Robbie Keane is set for one final adventure as he teams up with former Tottenham teammate Teddy Sheringham in the Indian Super League with Atletico del Kolkata.
In an interview with Scottish writer Graham Hunter, the 37-year-old looked back on his career so far and spoke openly about his failed move to Liverpool in 2008 when manager Rafa Benitez seemed clueless in how best to use his new striker.
Speaking in the revealing interview, which you can hear here Keane said:
“He wanted to change me to a left winger and I mean I am clearly not a left winger, and that is obviously clear for everyone to see.
“The first 20 minutes he wanted me to play left wing and obviously I had never played it before, so it was new to me.”

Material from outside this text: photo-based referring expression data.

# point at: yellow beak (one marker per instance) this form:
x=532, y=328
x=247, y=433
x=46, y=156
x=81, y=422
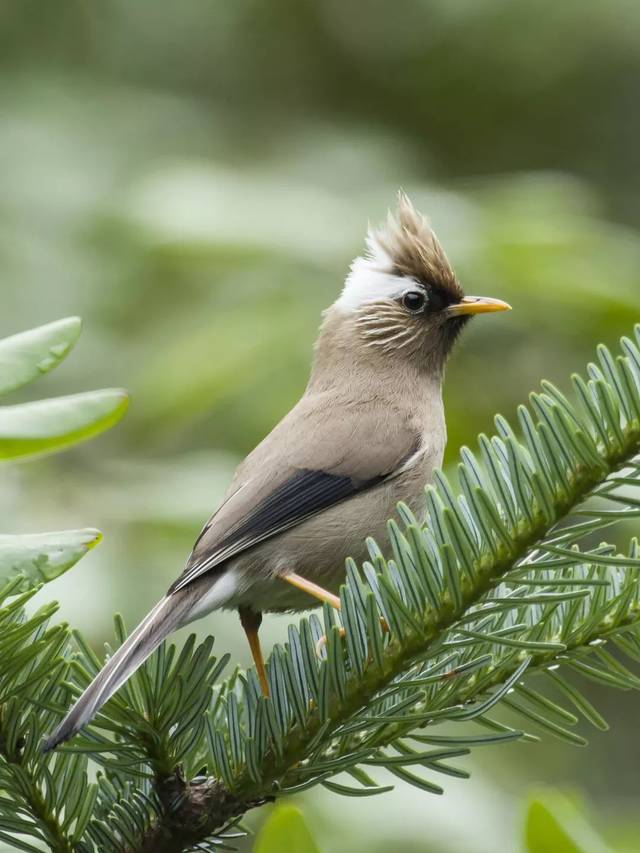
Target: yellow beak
x=477, y=305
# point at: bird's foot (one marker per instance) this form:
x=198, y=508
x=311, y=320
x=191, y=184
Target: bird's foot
x=322, y=642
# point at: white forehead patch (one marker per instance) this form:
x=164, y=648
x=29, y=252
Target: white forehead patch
x=370, y=279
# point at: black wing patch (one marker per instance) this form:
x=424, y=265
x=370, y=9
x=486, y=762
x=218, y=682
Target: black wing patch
x=303, y=495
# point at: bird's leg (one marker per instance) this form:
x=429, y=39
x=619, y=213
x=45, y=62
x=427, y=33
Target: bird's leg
x=313, y=589
x=251, y=621
x=323, y=595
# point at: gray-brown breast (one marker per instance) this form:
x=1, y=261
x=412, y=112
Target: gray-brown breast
x=323, y=453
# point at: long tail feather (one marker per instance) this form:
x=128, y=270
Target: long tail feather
x=165, y=617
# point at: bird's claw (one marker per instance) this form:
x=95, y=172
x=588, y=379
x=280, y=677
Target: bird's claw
x=322, y=642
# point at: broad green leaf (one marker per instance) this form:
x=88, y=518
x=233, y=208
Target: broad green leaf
x=41, y=557
x=554, y=825
x=27, y=355
x=285, y=829
x=49, y=425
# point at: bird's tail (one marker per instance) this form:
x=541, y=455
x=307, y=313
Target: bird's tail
x=165, y=617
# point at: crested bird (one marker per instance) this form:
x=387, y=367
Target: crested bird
x=367, y=433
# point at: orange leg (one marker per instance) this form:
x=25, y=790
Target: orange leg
x=313, y=589
x=251, y=622
x=322, y=595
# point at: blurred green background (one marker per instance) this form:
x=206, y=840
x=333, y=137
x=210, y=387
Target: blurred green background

While Keane was uneasy with having to adapt to a new role, the Dubliner does however rate the Spanish coach as one of the best he has worked with.
“Of course I respect every manager I’ve worked with. They all have their ideas, different ideas, and whether I agree with them it doesn’t matter.

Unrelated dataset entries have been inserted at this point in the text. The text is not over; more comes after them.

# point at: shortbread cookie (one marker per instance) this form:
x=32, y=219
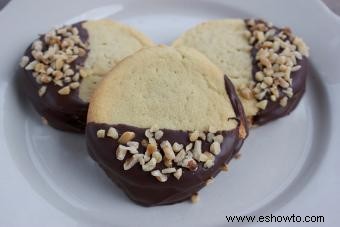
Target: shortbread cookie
x=163, y=123
x=63, y=67
x=267, y=65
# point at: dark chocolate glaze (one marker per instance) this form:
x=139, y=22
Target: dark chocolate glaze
x=274, y=110
x=141, y=186
x=64, y=112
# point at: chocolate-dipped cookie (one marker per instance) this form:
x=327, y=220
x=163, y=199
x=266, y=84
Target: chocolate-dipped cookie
x=63, y=67
x=163, y=123
x=267, y=65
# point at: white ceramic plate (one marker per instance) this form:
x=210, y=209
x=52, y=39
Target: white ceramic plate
x=288, y=166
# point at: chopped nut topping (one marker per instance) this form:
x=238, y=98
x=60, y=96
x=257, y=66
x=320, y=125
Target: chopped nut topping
x=189, y=147
x=42, y=90
x=24, y=61
x=246, y=93
x=177, y=147
x=101, y=133
x=169, y=170
x=129, y=163
x=158, y=134
x=150, y=165
x=262, y=105
x=168, y=152
x=195, y=198
x=112, y=132
x=167, y=162
x=133, y=144
x=126, y=137
x=218, y=138
x=158, y=156
x=121, y=152
x=44, y=121
x=209, y=181
x=187, y=157
x=190, y=163
x=283, y=101
x=197, y=150
x=178, y=173
x=180, y=156
x=52, y=56
x=74, y=85
x=224, y=167
x=194, y=136
x=215, y=148
x=159, y=176
x=148, y=133
x=64, y=91
x=242, y=131
x=277, y=55
x=209, y=163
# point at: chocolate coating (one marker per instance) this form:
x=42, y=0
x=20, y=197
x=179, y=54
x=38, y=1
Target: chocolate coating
x=141, y=186
x=274, y=110
x=64, y=112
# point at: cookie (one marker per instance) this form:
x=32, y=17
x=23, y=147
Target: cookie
x=267, y=65
x=63, y=67
x=163, y=123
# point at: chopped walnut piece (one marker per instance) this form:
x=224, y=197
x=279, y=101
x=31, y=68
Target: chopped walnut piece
x=180, y=156
x=177, y=147
x=130, y=162
x=215, y=148
x=150, y=165
x=169, y=170
x=121, y=152
x=178, y=173
x=195, y=198
x=42, y=90
x=158, y=156
x=64, y=91
x=167, y=148
x=112, y=132
x=209, y=181
x=197, y=151
x=209, y=163
x=24, y=61
x=151, y=148
x=159, y=176
x=101, y=133
x=194, y=136
x=224, y=167
x=158, y=134
x=126, y=137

“I’m not a left-winger, as we’ve established from 20 years of playing football, but tactically he was probably one of the best I’ve worked with – he knows the game inside out.
“But he tried to turn me into something I’m not, and that was always going to be a recipe for disaster as someone used to scoring goals.”
“When I did play up front I scored goals. But my problem was that when I did play, I wasn’t going to play the next day, which, for a striker, is very difficult.”
The former Irish captain only spent six months at the club and highlighted the need for first team football for his decision to return to Tottenham when it became obvious his manager did not trust him to start games, preferring to go with Fernando Torres, begging the question – why was he bought? And was it Benitez who bought him?
“Strikers rely on confidence, and as soon as you get those goals, you know there’s more to come. So that kills you a little bit, and that was the hardest bit to take. For me, and I’ll mention it briefly, I’m not waking up on a Saturday morning to sit on the bench and pick up my wages. I love football.”
“When you have that adrenaline, with that Saturday feeling, and you can’t wait to play. So to be sitting on the bench is the biggest kick in the backside. I was sick to the stomach, and I couldn’t do it. I didn’t want to leave after six or seven months. I wanted to stay there, scoring loads of goals and winning stuff, but if you’re not playing and you know there’s no light at the end of the tunnel, there’s no point in hanging around. That’s not me.”